The problem of how to translate the anatomic boundaries of those node levels visible in the surgical procedure into the describable landmarks seen on CT scans, is the key question challenging radiation oncologists in reaching consensus guidelines when contouring the node regions. In the wake of this point, several groups have tried to translate the anatomic boundaries of the various neck node levels on CT-or MRI-scans. Among them, two proposals, the so-called Rotterdam guidelines from Nowak et al.[14,15], and the so-called Brussels guidelines from Gregoire et al.[16], appear to the most widely used in clinical practice. Due to the wide discrepancies existing between the two proposals, Vincent Gregoire from the St-Luc University Hospital led a discussion panel with representatives from major cooperative groups in Europe (DAHANCA, EORTC, GORTEC) and in North America (NCIC, RTOG), which, after some additional refinements, endorsed the final consensus guidelines in 2003 (Table 1)[11]. These consensus guidelines narrowed the differences among the radiation oncologists when delineating the neck node levels on CT scans, and is currently widely used and recommended in clinical practice. However, the justification of neck node delineation based on these consensus guidelines is still waiting to be verified by long-term results of node regional control, and the pattern analysis of neck node recurrence.

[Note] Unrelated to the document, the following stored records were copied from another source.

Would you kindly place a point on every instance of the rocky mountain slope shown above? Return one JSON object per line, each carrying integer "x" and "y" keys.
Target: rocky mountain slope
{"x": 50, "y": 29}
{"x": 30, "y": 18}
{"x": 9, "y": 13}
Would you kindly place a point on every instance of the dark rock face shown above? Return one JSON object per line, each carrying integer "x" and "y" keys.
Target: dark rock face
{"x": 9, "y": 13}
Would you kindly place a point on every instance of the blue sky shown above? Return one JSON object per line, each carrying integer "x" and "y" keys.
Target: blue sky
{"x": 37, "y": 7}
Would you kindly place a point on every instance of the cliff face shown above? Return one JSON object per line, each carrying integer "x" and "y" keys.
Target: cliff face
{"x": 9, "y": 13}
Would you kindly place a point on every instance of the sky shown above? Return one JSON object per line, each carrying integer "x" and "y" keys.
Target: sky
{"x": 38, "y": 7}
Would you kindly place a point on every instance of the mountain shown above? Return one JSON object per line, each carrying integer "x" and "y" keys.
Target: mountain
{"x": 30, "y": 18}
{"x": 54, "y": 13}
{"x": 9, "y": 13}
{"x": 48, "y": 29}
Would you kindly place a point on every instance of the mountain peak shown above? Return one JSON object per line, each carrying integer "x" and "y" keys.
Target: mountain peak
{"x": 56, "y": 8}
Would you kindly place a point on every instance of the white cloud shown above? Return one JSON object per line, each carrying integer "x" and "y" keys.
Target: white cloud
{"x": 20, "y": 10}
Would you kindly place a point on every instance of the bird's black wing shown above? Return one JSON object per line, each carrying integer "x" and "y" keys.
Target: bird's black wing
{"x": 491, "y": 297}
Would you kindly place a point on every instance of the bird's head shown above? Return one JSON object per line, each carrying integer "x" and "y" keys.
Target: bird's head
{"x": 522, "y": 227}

The differences of the definitions of the targets, dose prescribed, and fractionation in IMRT planning protocols for NPC from the main cancer centers across the world
Table 2 summarizes the most representative IMRT planning protocols from the main cancer centers across the world. These include the definition of the targets, the prescribed dose, and fractionation for NPC. The definition of the GTV was clear, and a consensus was reached among those centers. It was defined as the primary nasopharyngeal lesion plus the metastatic enlarged lymph nodes. The criteria for metastatic lymph nodes in CT scans are as follows: ① the diameter of the short axis is ≥1 cm, or ②<1 cm, but with signs of central necrosis or ring enhancement, or ③3 or more cluster lymph nodes with the least diameter larger than 8 mm, or ④with the signs of extra capsular extension (including the peripheral irregular enhancement, partial or entire disappearance of the neighboring fat space and fusion of the nodes). The actual nominal prescribed dose to the GTV is more than 70 Gy, with larger than conventional fractionation, the biological effective dose is close to or even more than 80 Gy.

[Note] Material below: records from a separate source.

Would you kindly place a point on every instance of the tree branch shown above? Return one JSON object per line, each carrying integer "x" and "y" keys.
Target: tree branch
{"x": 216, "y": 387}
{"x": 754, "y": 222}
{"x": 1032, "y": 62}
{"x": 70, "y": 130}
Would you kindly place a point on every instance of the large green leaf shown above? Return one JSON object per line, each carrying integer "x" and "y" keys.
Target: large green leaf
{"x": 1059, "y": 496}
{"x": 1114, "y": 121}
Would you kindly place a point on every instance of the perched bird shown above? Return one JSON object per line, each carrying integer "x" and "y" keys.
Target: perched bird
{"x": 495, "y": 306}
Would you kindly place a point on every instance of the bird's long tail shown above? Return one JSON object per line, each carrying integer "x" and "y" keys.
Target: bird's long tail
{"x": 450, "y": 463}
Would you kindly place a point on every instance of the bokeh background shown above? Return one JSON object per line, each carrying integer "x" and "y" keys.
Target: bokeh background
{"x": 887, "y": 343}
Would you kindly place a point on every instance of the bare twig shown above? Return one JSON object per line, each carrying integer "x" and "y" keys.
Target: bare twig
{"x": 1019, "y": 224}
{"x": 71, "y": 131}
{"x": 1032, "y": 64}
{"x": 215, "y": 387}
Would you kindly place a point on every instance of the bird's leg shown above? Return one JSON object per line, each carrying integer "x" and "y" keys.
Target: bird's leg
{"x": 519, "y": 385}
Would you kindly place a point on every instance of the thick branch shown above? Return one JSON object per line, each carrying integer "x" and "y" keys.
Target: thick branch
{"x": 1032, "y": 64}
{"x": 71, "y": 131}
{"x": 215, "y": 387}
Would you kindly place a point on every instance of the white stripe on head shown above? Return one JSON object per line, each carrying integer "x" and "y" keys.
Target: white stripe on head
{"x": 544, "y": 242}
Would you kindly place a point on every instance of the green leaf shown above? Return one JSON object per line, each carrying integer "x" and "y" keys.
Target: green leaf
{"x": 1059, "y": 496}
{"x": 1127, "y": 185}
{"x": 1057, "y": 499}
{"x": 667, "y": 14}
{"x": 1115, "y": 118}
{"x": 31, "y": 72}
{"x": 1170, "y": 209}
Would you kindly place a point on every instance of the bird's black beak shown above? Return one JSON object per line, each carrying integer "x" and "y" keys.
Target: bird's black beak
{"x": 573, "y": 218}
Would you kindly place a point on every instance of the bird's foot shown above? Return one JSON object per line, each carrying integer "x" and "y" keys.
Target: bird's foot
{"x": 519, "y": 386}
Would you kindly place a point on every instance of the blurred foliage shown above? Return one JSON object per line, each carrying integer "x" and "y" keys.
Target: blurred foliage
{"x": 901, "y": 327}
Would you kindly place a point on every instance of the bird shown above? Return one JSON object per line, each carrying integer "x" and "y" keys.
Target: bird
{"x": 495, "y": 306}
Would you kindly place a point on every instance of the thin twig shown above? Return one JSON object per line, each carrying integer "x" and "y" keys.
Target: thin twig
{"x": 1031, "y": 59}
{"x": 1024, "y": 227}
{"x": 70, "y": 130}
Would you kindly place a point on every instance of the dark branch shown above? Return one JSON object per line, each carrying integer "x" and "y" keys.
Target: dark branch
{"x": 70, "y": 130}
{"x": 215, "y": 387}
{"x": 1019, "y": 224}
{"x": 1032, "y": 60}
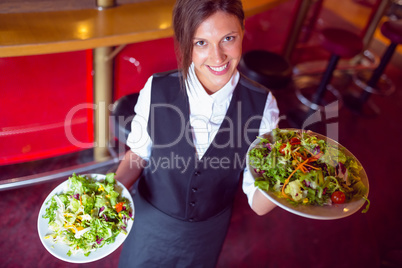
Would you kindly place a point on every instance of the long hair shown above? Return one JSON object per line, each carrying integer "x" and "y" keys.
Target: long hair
{"x": 187, "y": 17}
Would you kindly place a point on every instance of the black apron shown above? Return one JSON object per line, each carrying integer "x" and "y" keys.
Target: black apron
{"x": 158, "y": 240}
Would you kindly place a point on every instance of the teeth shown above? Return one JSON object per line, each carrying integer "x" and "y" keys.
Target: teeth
{"x": 219, "y": 69}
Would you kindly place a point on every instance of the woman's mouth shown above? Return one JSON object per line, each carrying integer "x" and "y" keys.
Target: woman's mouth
{"x": 219, "y": 69}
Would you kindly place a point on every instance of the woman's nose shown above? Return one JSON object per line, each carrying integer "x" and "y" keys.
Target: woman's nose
{"x": 218, "y": 55}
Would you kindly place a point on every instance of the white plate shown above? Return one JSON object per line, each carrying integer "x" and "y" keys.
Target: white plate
{"x": 335, "y": 211}
{"x": 59, "y": 250}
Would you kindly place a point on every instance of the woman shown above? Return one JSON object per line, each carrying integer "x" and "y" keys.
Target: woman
{"x": 190, "y": 136}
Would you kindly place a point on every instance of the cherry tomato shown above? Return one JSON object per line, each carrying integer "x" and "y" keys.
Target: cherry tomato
{"x": 294, "y": 141}
{"x": 338, "y": 197}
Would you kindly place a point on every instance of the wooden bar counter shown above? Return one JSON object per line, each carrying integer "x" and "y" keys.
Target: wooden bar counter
{"x": 36, "y": 33}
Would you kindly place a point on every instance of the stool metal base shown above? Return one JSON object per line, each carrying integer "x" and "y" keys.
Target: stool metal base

The ICRU Report 50 clearly defined the clinical target volume (CTV). It surrounds the primary tumor and consists of tissue perceived to potentially harbor microscopic sub-clinical cancerous extensions. It can not be indicated by the radiological scans, and usually a definite margin is added to the GTV based on the tumor site and its biological characteristics. With the exception of the protocols of the UCSF[18,19] and Cancer Center of the Sun Yat-Sen University[6], others have clearly stated that the CTV should include the immediate high-risk structures as the entire nasopharyngeal cavity, retropharyngeal space, clivus, base of the skull, pterygoid plates and muscles, parapharyngeal space, partial sphenoid and ethmoid sinus and posterior third of the nasal cavity and maxillary sinus. The dose prescribed for the CTV is 60~70 Gy. The CTV1 defined by the planning protocol of the Cancer Center of the Sun Yat-Sen University is not large enough to cover those primary high risk structures, however its CTV2 is large enough to cover those structures, but the prescribed dose is as low as 54 Gy/30fx. Therefore, there are some lower dose regions which exist between CTV2 and CTV1 compared with those of other centers.

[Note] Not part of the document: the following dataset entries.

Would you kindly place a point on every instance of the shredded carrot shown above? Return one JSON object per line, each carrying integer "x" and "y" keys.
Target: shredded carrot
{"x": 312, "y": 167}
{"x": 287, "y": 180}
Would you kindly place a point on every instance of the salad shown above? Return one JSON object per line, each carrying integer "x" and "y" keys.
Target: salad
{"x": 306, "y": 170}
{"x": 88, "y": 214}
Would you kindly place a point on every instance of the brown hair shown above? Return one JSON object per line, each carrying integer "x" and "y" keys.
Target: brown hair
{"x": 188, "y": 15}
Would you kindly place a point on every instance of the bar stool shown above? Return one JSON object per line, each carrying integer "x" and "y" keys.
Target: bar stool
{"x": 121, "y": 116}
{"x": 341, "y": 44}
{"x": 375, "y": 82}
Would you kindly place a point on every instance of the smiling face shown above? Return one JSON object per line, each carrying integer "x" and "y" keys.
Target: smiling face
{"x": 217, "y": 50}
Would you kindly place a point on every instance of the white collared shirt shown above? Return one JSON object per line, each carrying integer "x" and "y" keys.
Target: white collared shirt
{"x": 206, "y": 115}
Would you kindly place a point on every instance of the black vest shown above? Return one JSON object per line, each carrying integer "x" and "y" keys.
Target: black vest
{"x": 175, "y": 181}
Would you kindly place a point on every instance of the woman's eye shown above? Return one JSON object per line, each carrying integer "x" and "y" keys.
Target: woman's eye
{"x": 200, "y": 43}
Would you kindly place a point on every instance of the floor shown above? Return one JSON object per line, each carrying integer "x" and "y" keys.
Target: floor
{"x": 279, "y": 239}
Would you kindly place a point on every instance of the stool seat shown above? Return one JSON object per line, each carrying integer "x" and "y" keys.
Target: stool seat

The primary high risk structures are only partially included in the PTVm defined by the MSKCC protocol, and their dose prescribed is as low as 54 Gy/30fx, with a further shrunken area covered with a lower dose level. Even with this therapy, the results reported by the MSKCC were as follows: 3-year local control, 91%; regional control, 93% and survival, 83% for the 74 NPC cases treated with IMRT. However, 69 out of the 74 cases (92%) were treated concurrently with chemotherapy, so it is possible that the chemotherapy was a contributing factor for the high locoregional control.
Results from the Cancer Center of Sun Yat-Sen University were similar to those reported by the MSKCC (3-year locoreginal control was 93.2% and the survival was 85.1% for 122 NPC cases treated with IMRT alone). Results from the UCSF were a 4-year locoreginal control of 98% and a total survival of 88% for 67 NPC cases. Among them75% were Stage III+IV, and only 1 primary and 1 regional recurrences were found with a median follow-up of 31 months. From the analysis of those results, combined with their respective definition of the primary CTV and dose prescribed, there is strong reason to believe that the primary CTV should include the immediate high-risk structures as the entire nasopharyngeal cavity, retropharyngeal space, clivus, base of the skull, pterygoid plates and muscles, parapharyngeal space, partial sphenoid and ethmoid sinus, and the posterior third of the nasal cavity and maxillary sinus. The dose prescribed should be at least 60 Gy for those structures.
There were also differences related to the dose prescribed to the upper and middle neck node regions in the protocols of those cancer centers. The protocol from the Queen Marry Hospital of Hong Kong prescribed 70 Gy/35fx to the bilateral neck node level Ib, II, III and VA[21]. The prescribed dose to those regions in the protocols of the Prince of Wales Hospital of Hong Kong[20] and the Cancer Hospital of Chinese Academy of Medical Sciences[22] was 60~66 Gy/33fx. However the protocols of the UCSF, RTOG0225[17], MSKCC and Cancer Center of Sun Yat-Sen University prescribed 50.4~54 Gy/30~33 fx to those regions.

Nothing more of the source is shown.